A partir de 2005, o foco foi colocado na reorganização e reconfiguração dos centros de saúde, no funcionamento em rede dos mesmos e dos hospitais, entretanto transformados em Entidades Públicas Empresariais, e desenhada uma política para o medicamento. Definiram-se e redefiniram-se programas de recuperação de listas de espera, e muitas outras tentativas de gerir o sistema, ainda que marcados por descontinuidades em termos estratégicos. Aliás, em Portugal, as medidas de política de saúde que foram sendo implementadas têm sido, quase de forma sistemática, objeto de críticas constantes por parte de todos, de utentes a profissionais de saúde; os índices de satisfação são tradicionalmente baixos, inferiores à média comunitária. Entretanto, os seguros de saúde multiplicaram-se, passando por estratégias de marketing muito agressivos, e com eles o setor privado da saúde floresceu.


Pelas décadas anteriores a 74, as pessoas endividavam-se fortemente para ir ao médico. Em 1960, a taxa de mortalidade materna era de 115,6%00. Por cada mil nascimentos, morriam 77,5 crianças antes de completarem um ano de idade. Olhando para os dados mais recentes, e fazendo fé da Pordata (2017-28), os valores correspondentes são agora, respetivamente, 10,4 e 3,2. Outro mundo. Em 1960, só 16% da população residente estava abrangida pela Previdência Social; por essa altura havia 5 hospitais centrais, 20 regionais/distritais e 220 subregionais, com pouco mais de 11.000 camas disponíveis; hoje são quase 35.000 só em hospitais. Havia 7.075 médicos e 9.541 enfermeiros, o que correspondia, respetivamente, a 79 e 107 desses profissionais de saúde por 100.000 habitantes; em 2016-17 a densidade era já de 497,5 médicos, superior à França, Alemanha ou Espanha, por exemplo. O peso das despesas com a saúde no PIB andava pelos 9% em 2017, face aos 8,4% no início da década.
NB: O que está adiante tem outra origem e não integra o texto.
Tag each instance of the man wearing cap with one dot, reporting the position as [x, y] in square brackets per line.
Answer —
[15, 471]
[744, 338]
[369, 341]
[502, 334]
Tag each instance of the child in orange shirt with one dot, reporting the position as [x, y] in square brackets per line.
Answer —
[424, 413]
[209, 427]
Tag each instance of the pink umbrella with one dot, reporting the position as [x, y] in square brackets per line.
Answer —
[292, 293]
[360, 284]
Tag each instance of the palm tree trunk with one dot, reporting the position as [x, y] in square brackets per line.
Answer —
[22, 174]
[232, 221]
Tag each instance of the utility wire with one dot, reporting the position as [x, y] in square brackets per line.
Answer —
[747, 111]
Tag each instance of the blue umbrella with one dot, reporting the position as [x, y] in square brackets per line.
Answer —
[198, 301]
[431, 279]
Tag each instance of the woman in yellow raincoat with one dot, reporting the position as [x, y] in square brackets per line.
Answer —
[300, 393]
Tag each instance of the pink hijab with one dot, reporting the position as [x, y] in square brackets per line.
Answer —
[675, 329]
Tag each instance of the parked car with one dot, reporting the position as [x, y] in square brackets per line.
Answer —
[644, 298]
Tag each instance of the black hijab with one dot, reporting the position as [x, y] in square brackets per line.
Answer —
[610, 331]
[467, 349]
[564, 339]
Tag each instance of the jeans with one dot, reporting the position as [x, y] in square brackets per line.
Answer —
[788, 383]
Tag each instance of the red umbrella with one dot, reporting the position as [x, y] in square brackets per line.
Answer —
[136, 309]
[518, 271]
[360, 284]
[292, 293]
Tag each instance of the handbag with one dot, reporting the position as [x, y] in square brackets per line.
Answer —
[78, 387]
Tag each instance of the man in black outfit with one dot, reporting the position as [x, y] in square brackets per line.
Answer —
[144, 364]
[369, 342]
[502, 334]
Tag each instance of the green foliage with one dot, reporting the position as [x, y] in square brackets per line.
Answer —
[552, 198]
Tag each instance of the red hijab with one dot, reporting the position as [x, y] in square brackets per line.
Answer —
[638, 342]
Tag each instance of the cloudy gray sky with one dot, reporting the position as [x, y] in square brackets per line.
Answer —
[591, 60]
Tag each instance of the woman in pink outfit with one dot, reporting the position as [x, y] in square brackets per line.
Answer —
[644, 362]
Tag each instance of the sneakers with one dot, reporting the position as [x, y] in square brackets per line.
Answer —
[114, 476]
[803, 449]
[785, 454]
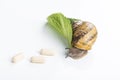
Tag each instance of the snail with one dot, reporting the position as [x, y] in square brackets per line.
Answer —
[78, 35]
[84, 36]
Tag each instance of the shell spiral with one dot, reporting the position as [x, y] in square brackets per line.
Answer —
[84, 35]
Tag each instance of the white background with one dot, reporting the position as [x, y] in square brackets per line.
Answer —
[23, 29]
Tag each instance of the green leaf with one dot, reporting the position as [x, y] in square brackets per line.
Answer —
[62, 25]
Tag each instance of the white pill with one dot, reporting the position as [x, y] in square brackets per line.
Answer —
[37, 59]
[47, 52]
[17, 57]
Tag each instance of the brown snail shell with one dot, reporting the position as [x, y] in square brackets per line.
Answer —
[84, 36]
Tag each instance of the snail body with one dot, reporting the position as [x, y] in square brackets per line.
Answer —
[84, 36]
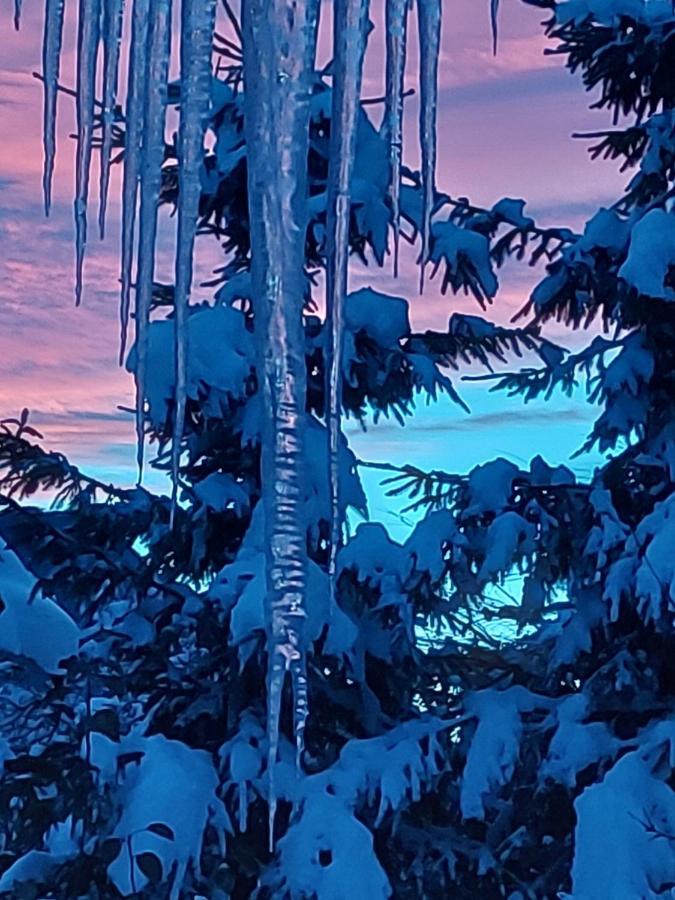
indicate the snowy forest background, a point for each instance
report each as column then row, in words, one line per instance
column 481, row 708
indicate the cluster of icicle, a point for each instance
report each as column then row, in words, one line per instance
column 279, row 49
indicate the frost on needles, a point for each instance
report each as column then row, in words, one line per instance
column 452, row 740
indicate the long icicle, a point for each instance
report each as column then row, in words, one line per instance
column 279, row 52
column 349, row 39
column 197, row 24
column 134, row 115
column 51, row 63
column 494, row 23
column 153, row 146
column 396, row 27
column 87, row 54
column 112, row 35
column 429, row 15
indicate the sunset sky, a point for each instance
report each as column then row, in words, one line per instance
column 505, row 129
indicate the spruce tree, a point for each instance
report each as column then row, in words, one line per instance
column 440, row 758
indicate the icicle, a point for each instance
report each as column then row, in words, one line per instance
column 134, row 115
column 396, row 26
column 243, row 806
column 112, row 35
column 51, row 60
column 429, row 13
column 279, row 51
column 158, row 49
column 87, row 53
column 197, row 24
column 349, row 37
column 494, row 11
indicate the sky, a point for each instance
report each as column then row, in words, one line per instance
column 505, row 126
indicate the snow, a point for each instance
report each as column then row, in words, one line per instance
column 494, row 747
column 173, row 785
column 490, row 486
column 512, row 211
column 607, row 230
column 616, row 855
column 651, row 254
column 382, row 317
column 460, row 246
column 576, row 743
column 508, row 535
column 220, row 361
column 655, row 576
column 631, row 368
column 32, row 625
column 329, row 854
column 219, row 491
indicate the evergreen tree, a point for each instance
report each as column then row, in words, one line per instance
column 440, row 760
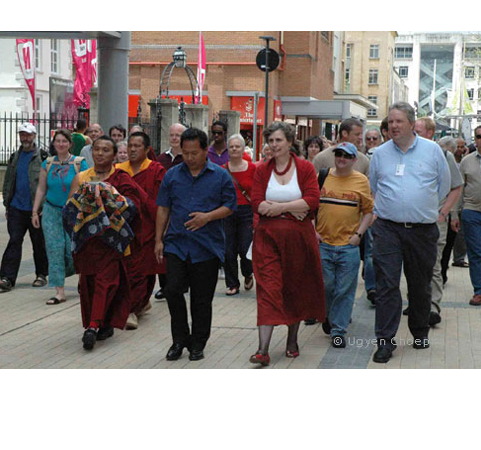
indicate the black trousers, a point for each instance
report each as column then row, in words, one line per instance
column 202, row 280
column 18, row 222
column 238, row 238
column 415, row 249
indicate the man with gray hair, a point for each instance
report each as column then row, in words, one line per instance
column 409, row 176
column 448, row 145
column 94, row 131
column 19, row 188
column 173, row 155
column 372, row 139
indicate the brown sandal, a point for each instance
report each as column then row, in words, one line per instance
column 55, row 301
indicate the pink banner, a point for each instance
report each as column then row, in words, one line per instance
column 84, row 56
column 26, row 58
column 201, row 65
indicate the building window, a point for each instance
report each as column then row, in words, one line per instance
column 348, row 51
column 372, row 112
column 472, row 53
column 403, row 71
column 38, row 105
column 469, row 73
column 54, row 47
column 403, row 52
column 37, row 54
column 374, row 52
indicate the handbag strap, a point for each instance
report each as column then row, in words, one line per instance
column 236, row 182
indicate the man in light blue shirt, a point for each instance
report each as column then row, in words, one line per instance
column 409, row 175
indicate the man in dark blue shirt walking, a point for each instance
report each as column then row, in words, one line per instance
column 19, row 188
column 195, row 195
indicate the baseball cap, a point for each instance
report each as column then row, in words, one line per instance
column 27, row 127
column 347, row 147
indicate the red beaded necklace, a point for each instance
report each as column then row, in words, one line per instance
column 286, row 169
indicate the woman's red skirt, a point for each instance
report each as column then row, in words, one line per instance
column 287, row 267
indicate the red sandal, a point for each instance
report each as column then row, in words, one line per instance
column 261, row 359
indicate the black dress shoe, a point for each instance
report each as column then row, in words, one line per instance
column 382, row 355
column 326, row 327
column 196, row 355
column 434, row 318
column 338, row 342
column 421, row 343
column 105, row 333
column 89, row 339
column 175, row 352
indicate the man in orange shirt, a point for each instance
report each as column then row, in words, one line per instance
column 142, row 265
column 345, row 213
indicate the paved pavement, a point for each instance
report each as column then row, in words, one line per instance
column 34, row 335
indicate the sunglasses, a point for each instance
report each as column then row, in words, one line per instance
column 343, row 155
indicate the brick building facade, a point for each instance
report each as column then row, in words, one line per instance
column 305, row 69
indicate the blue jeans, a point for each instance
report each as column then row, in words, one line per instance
column 471, row 223
column 340, row 268
column 369, row 274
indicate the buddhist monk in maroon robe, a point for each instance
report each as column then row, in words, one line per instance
column 104, row 287
column 142, row 265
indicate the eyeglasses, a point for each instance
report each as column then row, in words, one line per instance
column 343, row 155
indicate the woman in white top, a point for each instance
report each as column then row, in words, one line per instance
column 286, row 259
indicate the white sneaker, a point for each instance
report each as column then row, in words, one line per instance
column 132, row 322
column 146, row 309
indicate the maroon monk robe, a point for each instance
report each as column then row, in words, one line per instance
column 104, row 287
column 142, row 264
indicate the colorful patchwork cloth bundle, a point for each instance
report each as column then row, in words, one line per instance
column 98, row 210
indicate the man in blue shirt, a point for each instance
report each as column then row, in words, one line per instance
column 409, row 175
column 195, row 195
column 19, row 188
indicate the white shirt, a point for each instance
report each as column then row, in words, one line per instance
column 283, row 193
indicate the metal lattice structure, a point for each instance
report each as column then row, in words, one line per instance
column 180, row 61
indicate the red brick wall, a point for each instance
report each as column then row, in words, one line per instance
column 306, row 75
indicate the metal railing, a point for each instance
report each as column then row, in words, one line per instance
column 45, row 124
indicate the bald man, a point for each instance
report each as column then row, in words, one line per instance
column 173, row 156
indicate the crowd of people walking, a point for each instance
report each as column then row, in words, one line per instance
column 301, row 221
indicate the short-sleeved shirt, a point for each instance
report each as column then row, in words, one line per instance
column 408, row 186
column 184, row 194
column 22, row 198
column 59, row 179
column 221, row 159
column 343, row 199
column 245, row 179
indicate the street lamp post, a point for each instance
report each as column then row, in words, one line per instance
column 267, row 69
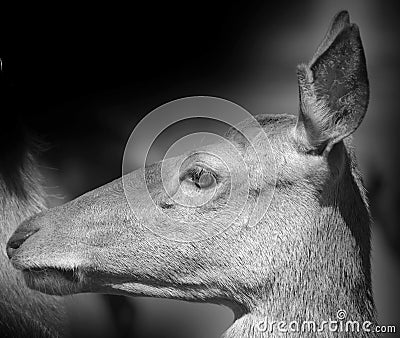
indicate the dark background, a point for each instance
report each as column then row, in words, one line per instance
column 84, row 76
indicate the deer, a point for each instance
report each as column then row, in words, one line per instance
column 305, row 259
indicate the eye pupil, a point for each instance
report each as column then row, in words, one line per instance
column 205, row 180
column 202, row 179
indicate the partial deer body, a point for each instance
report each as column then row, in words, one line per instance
column 307, row 258
column 23, row 312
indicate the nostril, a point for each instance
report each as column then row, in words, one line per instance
column 16, row 241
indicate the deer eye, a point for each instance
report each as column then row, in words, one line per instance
column 202, row 178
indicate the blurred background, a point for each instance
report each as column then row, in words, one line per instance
column 86, row 75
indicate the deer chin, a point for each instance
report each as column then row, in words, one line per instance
column 53, row 280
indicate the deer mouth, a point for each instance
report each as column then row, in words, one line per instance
column 53, row 280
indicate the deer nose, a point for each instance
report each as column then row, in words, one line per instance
column 16, row 241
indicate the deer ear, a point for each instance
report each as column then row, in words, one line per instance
column 333, row 87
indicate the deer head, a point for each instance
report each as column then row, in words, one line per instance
column 307, row 257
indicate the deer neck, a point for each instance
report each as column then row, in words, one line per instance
column 330, row 270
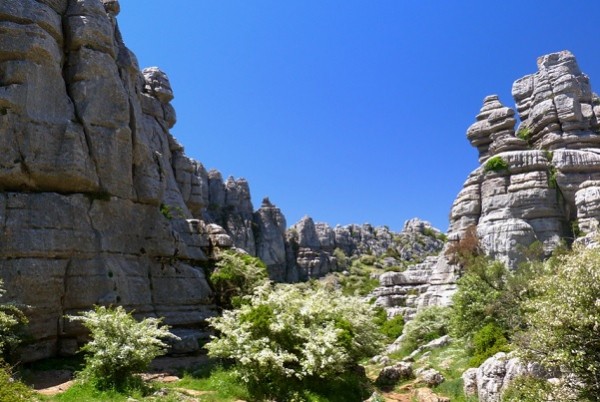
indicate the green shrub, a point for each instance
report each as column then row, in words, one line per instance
column 488, row 341
column 495, row 164
column 12, row 321
column 429, row 324
column 368, row 259
column 236, row 275
column 529, row 389
column 343, row 261
column 284, row 338
column 12, row 390
column 392, row 328
column 563, row 318
column 120, row 347
column 524, row 133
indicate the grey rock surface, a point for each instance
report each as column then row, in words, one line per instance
column 94, row 208
column 548, row 190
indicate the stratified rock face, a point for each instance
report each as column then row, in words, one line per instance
column 547, row 180
column 311, row 246
column 97, row 197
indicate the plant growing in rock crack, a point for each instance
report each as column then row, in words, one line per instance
column 495, row 164
column 524, row 133
column 12, row 320
column 120, row 348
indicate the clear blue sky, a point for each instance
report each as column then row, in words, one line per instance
column 348, row 111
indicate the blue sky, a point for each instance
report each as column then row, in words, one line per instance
column 348, row 111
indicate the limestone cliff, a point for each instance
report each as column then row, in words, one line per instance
column 538, row 182
column 98, row 201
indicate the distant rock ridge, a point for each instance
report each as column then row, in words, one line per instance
column 544, row 186
column 99, row 203
column 537, row 182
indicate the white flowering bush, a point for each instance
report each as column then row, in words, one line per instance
column 564, row 319
column 120, row 346
column 11, row 320
column 286, row 334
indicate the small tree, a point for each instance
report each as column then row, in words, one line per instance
column 429, row 324
column 236, row 275
column 120, row 347
column 11, row 320
column 564, row 319
column 12, row 390
column 284, row 336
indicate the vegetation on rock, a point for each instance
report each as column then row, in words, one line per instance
column 120, row 347
column 284, row 337
column 12, row 321
column 495, row 164
column 236, row 275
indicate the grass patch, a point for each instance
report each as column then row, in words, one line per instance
column 495, row 164
column 222, row 382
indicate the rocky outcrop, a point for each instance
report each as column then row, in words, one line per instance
column 98, row 204
column 314, row 248
column 490, row 380
column 538, row 183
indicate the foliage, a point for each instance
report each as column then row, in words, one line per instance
column 341, row 258
column 12, row 390
column 120, row 346
column 563, row 319
column 488, row 292
column 488, row 341
column 223, row 381
column 12, row 321
column 172, row 211
column 284, row 337
column 577, row 232
column 392, row 327
column 552, row 181
column 495, row 164
column 524, row 133
column 527, row 388
column 429, row 324
column 236, row 275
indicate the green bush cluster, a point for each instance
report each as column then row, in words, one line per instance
column 12, row 390
column 120, row 347
column 392, row 327
column 488, row 341
column 429, row 324
column 12, row 322
column 236, row 275
column 285, row 339
column 524, row 133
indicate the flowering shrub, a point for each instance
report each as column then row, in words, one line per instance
column 563, row 320
column 120, row 346
column 11, row 319
column 287, row 334
column 12, row 390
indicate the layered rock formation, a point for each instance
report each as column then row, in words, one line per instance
column 312, row 247
column 539, row 182
column 100, row 204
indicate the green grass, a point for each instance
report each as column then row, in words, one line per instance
column 223, row 383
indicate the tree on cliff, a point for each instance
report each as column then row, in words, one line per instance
column 564, row 320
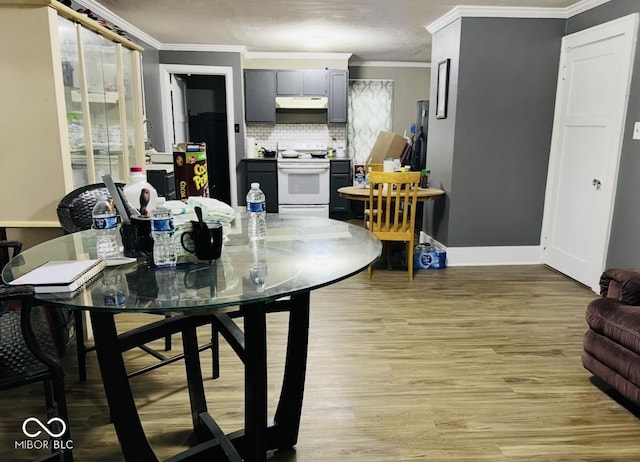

Com o tempo, o país envelheceu. A esperança de vida à nascença são já 81,5 anos , mas marcados ainda por condições de vida mais difíceis que contribuíram para uma prevalência elevada de doenças crónicas.

As críticas constantes ao SNS encontram porventura a sua justificação na manutenção das assimetrias na distribuição dos rendimentos, nas alterações demográficas, nas crescentes expectativas e necessidades da população, bem como na elevada politização do sector que permitiu e facilitou resistências à mudança.
Mas olhando para o meu caso pessoal, pois com certeza, não posso deixar de reconhecer que fui já operada de urgência, com risco de vida, por duas vezes. E cá estou, com muito gosto. Sem “hotel de luxo” nos hospitais públicos por onde passei, mas a prestação dedicada e esforçada de muitos e muitos profissionais de saúde. E de todas as outras vezes em que por lá passei, esperando em ambientes congestionados por uma procura excessiva e com profissionais à beira da rutura, o que me fica é sempre esta urgência de agradecer.